Dairy farming could boost incomes and the nutritional status of tens of thousands of returnees in Sri Lanka’s former war zone in the north of the island, where wage-paying jobs are still scarce.
“The livestock sector has vast potential for contributing towards economic development, poverty alleviation and nutritional deficiency, and creating opportunities for involving [more] women in the economic development process,” said Patrick Charignon, Head of Livelihood Development at the International Organization for Migration (IOM) in Sri Lanka.
Many households have taken up cattle farming or, in some cases, returned to it. Over 51 percent of the 131,000 returnee families in the former conflict zone now manage livestock, a recent UN and government survey discovered. Others who currently do not have cattle report owning them in the past.
From 1983 to 2009 there was civil war between Sri Lankan government forces and the separatist Liberation Tigers of Tamil Eelam (LTTE), based mainly in the north and east. Northern Province used to be a milk-producing area, and more than half the population worked with livestock before farmers started fleeing the fighting in late 2008.
Livestock management was a major cottage industry in the region even during the war, said Seenithamby Manoharan, the senior rural development specialist in the World Bank’s office in Colombo, the capital. Livestock rearing has grown more popular among returnees since it is relatively easy to manage and does not involve long hours when there are few animals, as is the case with most households.
Current dairy production meets less than 15 percent of the demand in Northern Province, which IOM estimated at more than 91,000 tons of milk annually in a recent assessment, and concluded that there is untapped potential in dairy farming. Increasing dairy production by about 50 percent is “critical” to improving nutritional status in the region.
The preliminary findings of a March 2012 nutrition assessment by the government, the UN World Food Programme, and the UN Children’s Fund (UNICEF) indicated worsening acute malnutrition in children aged under five, currently estimated at 18.3 percent for the entire Northern Province and 20 percent among returnees. Anything beyond 15 percent is widely considered an emergency.
Experts at the UN Food and Agriculture Organization (FAO) said nurturing dairy farming could benefit related industries like milk processing, veterinary services and animal feed.
Yet keeping livestock is still seen by many as something to meet a household’s needs rather than earning income. Not many young people are taking it up, said Shakthevale Arinesarajah, an FAO livestock consultant in Sri Lanka.
Livestock farming cannot take off without more infrastructure. “We have a good market and good prices, but still, if we can have large [milk] collection centres with electric [chilling] storage… we can get more [money],” said a returnee who gave his name as Pathinathan, in Darmapuram village in Kilinochchi District, where he manages a herd of about 50 cows.

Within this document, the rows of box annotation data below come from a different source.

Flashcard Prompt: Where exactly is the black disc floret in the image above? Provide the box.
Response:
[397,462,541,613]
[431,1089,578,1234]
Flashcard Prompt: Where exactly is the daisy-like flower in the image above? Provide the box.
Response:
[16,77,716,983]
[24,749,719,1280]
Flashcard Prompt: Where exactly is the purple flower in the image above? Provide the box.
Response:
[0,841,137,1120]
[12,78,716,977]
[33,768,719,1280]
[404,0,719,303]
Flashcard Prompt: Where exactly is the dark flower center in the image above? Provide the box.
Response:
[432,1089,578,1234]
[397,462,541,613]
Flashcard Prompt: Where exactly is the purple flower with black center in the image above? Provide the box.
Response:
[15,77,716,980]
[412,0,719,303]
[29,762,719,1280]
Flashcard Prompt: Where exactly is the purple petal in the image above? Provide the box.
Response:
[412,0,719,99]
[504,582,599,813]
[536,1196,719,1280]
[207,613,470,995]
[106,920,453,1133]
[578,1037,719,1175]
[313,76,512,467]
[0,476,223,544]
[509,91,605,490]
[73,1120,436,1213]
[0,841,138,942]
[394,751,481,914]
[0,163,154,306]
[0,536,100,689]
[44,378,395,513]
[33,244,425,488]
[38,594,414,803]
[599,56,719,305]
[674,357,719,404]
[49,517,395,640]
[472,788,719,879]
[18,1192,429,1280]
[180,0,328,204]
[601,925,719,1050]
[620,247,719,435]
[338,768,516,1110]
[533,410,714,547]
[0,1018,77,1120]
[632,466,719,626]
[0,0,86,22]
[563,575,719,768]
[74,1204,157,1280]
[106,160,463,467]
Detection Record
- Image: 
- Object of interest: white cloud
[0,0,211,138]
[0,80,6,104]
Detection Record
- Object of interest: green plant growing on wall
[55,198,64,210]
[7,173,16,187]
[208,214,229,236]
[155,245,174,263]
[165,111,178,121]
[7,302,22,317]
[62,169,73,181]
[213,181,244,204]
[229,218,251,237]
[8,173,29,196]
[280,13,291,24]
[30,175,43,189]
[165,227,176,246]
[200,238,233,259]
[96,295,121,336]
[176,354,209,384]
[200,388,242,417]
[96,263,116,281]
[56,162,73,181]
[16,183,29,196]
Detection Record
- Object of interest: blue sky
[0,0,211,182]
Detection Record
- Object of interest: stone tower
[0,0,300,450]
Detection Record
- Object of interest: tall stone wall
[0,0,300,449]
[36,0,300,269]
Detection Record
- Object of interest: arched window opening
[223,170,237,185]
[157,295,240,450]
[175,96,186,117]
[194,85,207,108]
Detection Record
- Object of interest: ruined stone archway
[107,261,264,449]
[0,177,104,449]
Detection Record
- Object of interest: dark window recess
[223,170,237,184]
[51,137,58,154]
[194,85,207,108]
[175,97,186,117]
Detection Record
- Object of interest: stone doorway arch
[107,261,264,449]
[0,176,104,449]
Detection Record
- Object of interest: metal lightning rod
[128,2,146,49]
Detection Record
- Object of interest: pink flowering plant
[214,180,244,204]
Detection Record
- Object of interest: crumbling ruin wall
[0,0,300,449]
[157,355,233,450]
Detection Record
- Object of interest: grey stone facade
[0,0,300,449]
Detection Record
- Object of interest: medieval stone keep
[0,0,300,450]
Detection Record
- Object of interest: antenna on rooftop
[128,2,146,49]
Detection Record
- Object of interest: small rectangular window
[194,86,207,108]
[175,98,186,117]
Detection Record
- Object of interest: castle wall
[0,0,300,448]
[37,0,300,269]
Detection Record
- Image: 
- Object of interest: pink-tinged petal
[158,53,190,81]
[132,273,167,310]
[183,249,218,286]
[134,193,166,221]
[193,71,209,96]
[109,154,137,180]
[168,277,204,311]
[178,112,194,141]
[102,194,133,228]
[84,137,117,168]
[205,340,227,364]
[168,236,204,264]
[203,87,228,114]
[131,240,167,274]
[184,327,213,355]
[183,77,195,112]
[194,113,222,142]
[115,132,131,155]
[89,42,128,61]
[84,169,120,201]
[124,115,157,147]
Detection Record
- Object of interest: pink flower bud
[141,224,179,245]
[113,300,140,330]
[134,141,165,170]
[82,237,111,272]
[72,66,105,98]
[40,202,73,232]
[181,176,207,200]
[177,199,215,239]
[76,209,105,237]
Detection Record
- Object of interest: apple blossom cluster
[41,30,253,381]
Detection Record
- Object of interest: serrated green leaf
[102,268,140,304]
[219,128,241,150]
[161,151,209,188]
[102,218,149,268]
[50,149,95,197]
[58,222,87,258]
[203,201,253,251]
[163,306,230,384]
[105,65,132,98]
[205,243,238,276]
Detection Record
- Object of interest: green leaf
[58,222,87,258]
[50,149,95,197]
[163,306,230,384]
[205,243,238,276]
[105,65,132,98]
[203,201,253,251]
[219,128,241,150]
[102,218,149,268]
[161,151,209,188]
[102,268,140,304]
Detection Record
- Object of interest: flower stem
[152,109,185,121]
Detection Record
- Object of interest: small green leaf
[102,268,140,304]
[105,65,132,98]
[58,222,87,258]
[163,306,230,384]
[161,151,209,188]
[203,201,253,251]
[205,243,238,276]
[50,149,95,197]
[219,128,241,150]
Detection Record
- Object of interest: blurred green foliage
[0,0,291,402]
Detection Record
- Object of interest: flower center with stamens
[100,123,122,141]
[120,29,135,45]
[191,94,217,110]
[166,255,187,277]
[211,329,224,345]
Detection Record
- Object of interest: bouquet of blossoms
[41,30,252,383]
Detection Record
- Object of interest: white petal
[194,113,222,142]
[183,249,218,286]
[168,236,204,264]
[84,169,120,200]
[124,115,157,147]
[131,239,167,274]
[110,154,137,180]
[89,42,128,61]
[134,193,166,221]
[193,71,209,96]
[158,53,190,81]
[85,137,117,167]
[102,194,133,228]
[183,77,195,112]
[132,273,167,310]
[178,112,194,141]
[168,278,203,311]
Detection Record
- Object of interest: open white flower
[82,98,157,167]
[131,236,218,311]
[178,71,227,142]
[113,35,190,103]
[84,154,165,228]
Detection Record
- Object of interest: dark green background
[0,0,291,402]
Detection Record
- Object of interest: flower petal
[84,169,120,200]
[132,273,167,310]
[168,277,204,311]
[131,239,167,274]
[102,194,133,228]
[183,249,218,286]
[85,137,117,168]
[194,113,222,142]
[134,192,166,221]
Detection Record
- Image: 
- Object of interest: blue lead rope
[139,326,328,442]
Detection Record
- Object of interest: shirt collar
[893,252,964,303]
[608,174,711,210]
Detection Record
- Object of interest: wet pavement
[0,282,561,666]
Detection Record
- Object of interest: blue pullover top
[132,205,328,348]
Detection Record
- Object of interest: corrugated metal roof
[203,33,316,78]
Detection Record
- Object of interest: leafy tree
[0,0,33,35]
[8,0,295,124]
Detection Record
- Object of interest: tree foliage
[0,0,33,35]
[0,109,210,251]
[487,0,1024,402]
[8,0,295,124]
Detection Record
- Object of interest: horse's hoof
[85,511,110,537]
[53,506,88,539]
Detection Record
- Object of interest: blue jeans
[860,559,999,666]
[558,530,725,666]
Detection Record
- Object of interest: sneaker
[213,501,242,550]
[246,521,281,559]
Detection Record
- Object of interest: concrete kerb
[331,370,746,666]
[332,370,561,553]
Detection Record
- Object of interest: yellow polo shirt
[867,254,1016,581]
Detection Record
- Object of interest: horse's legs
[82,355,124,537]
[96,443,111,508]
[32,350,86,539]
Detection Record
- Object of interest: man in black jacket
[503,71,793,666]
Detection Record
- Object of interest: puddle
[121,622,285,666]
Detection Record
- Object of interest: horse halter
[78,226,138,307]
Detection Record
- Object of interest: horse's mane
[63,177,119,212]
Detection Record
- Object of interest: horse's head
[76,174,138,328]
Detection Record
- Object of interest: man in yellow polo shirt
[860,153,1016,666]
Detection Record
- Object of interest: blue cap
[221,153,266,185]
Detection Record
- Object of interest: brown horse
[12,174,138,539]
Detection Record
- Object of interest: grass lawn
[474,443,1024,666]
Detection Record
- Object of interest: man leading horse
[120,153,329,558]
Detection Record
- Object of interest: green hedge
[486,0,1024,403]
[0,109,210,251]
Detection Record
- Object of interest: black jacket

Another drawback is herd quality. Pathinathan says unlike in other parts of the country, he is working with animals left behind during the war, and there is little effort to introduce better breeds in the north where a cow produces at most two litres of milk daily, a fraction of what is needed to meet the region’s dairy demands, as calculated by IOM.
Proper veterinary and breeding services are scarce due to lack of funding, said FAO, whose appeal for US$3 million to replace lost livestock and build infrastructure in the region had not received any pledges by the end of July.
Farmers’ organizations could benefit from better infrastructure and collective bargaining. Currently, there is no set price for milk and most farmers sell for what the buyer offers. “Having their own [milk] chilling centres will make them [farmers] viable and competitive,” said FAO’s Arinesarajah. “Then they could bargain and supply milk to any collector who pays them [a good price].”